WASHINGTON — The FBI’s recommendation against criminal charges in the Hillary Clinton email matter drew immediate comparisons to last year’s high-profile case in which the agency took the opposite position and pursued the prosecution of then-CIA Director David Petraeus.
The Petraeus case, long seen by some as a potentially analogous investigation into the mishandling of government secrets, resurfaced within minutes of the FBI’s announcement on Tuesday when Republican presidential Donald Trump tweeted: “The system is rigged. General Petraeus got in trouble for far less.”
But that statement is dubious. Though both investigations examined the handling of classified information by powerful government officials, and both drew the attention of the highest-ranking officials of the FBI and the Justice Department, the probes are separated by critical distinctions.
In Clinton’s case, for instance, FBI Director James Comey said that though the former secretary of her state and her aides had been “extremely careless” with classified information that flowed through her private email server, there was no evidence that anyone intended to violate laws that govern the handling of secret records.
Yet when Petraeus pleaded guilty last year to knowingly sharing binders of classified information with his biographer, a woman with whom he was having a sexual relationship, the Justice Department made clear that the retired Army general knew the material was top secret when he divulged it and had lied to the FBI about it.
Petraeus told Paula Broadwell, his biographer, in a recorded conversation in 2011 that the black books he was giving her were “highly classified” and contained “code word stuff,” prosecutors said.
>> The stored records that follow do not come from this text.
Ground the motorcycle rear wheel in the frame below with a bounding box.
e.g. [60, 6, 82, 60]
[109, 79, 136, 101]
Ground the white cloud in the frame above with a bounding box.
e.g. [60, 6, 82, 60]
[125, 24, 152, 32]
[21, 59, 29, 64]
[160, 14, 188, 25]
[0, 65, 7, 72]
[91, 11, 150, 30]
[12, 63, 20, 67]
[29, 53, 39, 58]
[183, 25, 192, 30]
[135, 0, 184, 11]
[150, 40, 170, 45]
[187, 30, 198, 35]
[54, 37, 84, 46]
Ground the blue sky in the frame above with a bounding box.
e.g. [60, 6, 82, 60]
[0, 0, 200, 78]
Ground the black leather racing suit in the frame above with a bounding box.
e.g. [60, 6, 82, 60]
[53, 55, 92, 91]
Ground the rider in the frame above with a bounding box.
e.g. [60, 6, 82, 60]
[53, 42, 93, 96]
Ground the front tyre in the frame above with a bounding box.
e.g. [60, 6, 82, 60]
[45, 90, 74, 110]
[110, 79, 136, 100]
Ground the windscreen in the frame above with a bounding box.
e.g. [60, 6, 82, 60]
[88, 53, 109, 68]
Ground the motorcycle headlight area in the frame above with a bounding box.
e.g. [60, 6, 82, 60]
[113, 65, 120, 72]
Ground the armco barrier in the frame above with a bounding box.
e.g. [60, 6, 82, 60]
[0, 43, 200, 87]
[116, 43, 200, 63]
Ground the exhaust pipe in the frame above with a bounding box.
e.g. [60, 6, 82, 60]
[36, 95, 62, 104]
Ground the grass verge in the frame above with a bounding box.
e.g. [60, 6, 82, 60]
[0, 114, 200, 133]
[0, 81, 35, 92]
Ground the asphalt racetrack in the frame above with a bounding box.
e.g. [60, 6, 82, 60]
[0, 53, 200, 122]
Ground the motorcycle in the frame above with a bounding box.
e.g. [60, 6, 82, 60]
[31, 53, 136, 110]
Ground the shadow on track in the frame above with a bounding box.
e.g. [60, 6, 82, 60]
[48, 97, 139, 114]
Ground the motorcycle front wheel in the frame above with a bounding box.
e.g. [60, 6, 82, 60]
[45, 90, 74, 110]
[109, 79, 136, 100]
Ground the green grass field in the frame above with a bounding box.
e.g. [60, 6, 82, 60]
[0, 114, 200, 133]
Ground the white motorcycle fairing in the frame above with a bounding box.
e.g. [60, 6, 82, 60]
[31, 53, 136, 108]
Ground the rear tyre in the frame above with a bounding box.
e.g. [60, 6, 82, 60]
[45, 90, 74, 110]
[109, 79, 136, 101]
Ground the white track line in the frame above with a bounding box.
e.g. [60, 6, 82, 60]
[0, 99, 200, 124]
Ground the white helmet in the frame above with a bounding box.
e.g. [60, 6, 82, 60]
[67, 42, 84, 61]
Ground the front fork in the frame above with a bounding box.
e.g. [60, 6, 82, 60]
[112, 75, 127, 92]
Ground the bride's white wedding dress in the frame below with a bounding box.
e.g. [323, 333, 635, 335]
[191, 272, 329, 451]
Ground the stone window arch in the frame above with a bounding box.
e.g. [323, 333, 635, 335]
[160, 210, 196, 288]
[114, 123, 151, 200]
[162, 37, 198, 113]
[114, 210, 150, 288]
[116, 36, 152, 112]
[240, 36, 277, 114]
A year later, he told FBI agents who questioned him that he had never shared classified information with Broadwell.
Though he was never charged with making false statements, Petraeus pleaded guilty to a misdemeanor count of unauthorized removal and retention of classified. Information. He received probation and no prison time under his plea deal.
That misdemeanor outcome, in a case prosecutors said involved evidence of a false statement and willful mishandling, struck some legal experts and law enforcement officials as overly generous and likely made it much harder to bring any charges in the Clinton investigation — a case Comey said was lacking in criminal intent.
“The evidence in the Petraeus case of willfulness was significant,” said James Melendres, a former Justice Department prosecutor and the lead prosecutor in that case. “The false statement was an aggravating feature.”
Those are among the elements of a crime that the FBI looks for in investigations concerning the mishandling of classified information, Comey said Tuesday. The cases that prosecuted for that offense historically involve intentional or willful mishandling of classified information, signs of disloyalty to the United States, efforts to obstruct justice or the disclosure of vast quantities of secret records.
“We do not see those things here,” he said.
The Petraeus case is “more in line with the types of cases that have been prosecuted, which is when information was clearly marked or there is a significant amount of it in paper,” said Mark Zaid, a Washington national security lawyer.
Even so, Comey, in an extraordinary public statement at FBI headquarters, left no doubt that the FBI had detected significant problems in her email practices as secretary of state.
The FBI chief said that in the course of the investigation, 113 emails were determined to contain classified information at the time they were sent or received. He also said that “several thousand work-related emails” were not among the group of 30,000 that Clinton turned over in 2014.
He said there was evidence of “potential violations of the statutes regarding the handling of classified information.” But, he said, there was no evidence that anyone intended to violate any laws and that the FBI’s judgment was “no reasonable prosecutor would bring such a case.”
Criminal charges could theoretically have been brought but would “definitely have created a new precedent” given the large number of government officials who are similarly lax in their treatment of sensitive records, Zaid said.
“While it could have been prosecuted, I think as a practical reality, the precedent it would have created would have had far-reaching ramifications throughout the entire system,” he said.